Researchers develop a better way to gauge heart disease, diabetes risks
A team led by a UF Health researcher has developed a new, more accurate tool to predict the long-term health effects of metabolic syndrome, a convergence of heart-health risk factors in certain individuals that can turn into a perfect storm of health problems over time.
The tool, developed by Matthew Gurka, Ph.D., at the University of Florida, and Mark DeBoer, M.D., at the University of Virginia in Charlottesville, does a better job of gauging a patient’s risk of developing heart disease and Type 2 diabetes than the standard Adult Treatment Panel III, or ATP-III, definition of the metabolic syndrome. The researchers reported their findings in two peer-reviewed journals in March and April.
The development of a more accurate measure of health risks is good news for the estimated one in three Americans who has metabolic syndrome, a cluster of risk factors including excess abdominal fat, high blood pressure, high blood sugar, low HDL cholesterol and high triglycerides. People who have three or more of these risk factors together face a greater-than-average increased risk of developing Type 2 diabetes and heart disease.
Preliminary studies by Gurka and DeBoer suggest that patients with more severe risk factors — determined by waist circumference, blood pressure, and levels of blood sugar, triglycerides and protective HDL cholesterol — faced greater long-term health risks than those with milder risk factors. There has been some debate in the scientific community about the utility of metabolic syndrome to predict an individual’s long-term risk of disease, particularly heart disease. The latest studies by Gurka and DeBoer use a novel score to measure the severity of metabolic syndrome.
“These new studies on a large group of Americans followed over time provide convincing evidence that metabolic syndrome severity can be a useful clinical tool in predicting individuals who are at higher risk of developing heart disease and diabetes,” said Gurka, a biostatistician in the UF College of Medicine’s department of health outcomes and policy. Gurka is principal investigator of a five-year, $1.9 million grant from the National Heart, Lung and Blood Institute that funded the research.
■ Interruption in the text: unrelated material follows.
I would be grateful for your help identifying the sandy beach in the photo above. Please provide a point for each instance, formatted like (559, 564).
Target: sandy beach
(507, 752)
DeBoer, a pediatric endocrinologist at UVA, is co-principal investigator of the grant.
To test the power of the tool to predict heart disease, the researchers analyzed combined health data from 11,004 non-Hispanic white and African-American participants in the Atherosclerosis Risk in Communities, or ARIC, study and 2,137 participants in the Jackson Heart Study, or JHS, the largest longitudinal study of African-Americans ever undertaken.
In a research brief published in the March issue of the Journal of the American College of Cardiology, Gurka and DeBoer reported that nearly 25 percent of patients with the highest levels of metabolic syndrome severity at their initial visit had coronary heart disease within 25 years. By comparison, only 6.5 percent of those with the lowest levels of metabolic syndrome severity developed coronary heart disease within 25 years.
The risk of heart disease associated with metabolic syndrome severity remained elevated even after accounting for the individual risk factors that comprise the syndrome, such as obesity and high cholesterol, suggesting that metabolic syndrome severity has added predictive value. In contrast, they found no significant association between metabolic syndrome and future heart disease using the standard ATP-III definition of metabolic syndrome after accounting for its component risk factors.
In another paper published online ahead of print this week in Diabetologia, the researchers examined the ability of the new tool to predict Type 2 diabetes in the same study participants. The researchers reported similar results: Metabolic syndrome severity can be a useful tool for predicting Type 2 diabetes. They also found that study participants whose metabolic syndrome severity worsened between their first two visits to the clinic also predicted future Type 2 diabetes.
“Once again, these results show the clinical utility of a score that can be monitored over time,” Gurka said.
Gurka and DeBoer have incorporated the tool into an online metabolic syndrome severity calculator (mets.health-outcomes-policy.ufl.edu) that patients and their doctors can use to gauge their risk. They have developed and validated a similar score to use for adolescents as well. The metabolic syndrome severity calculator also may help improve health outcomes by providing patients and their caregivers a measure of their heart disease risk to track over time.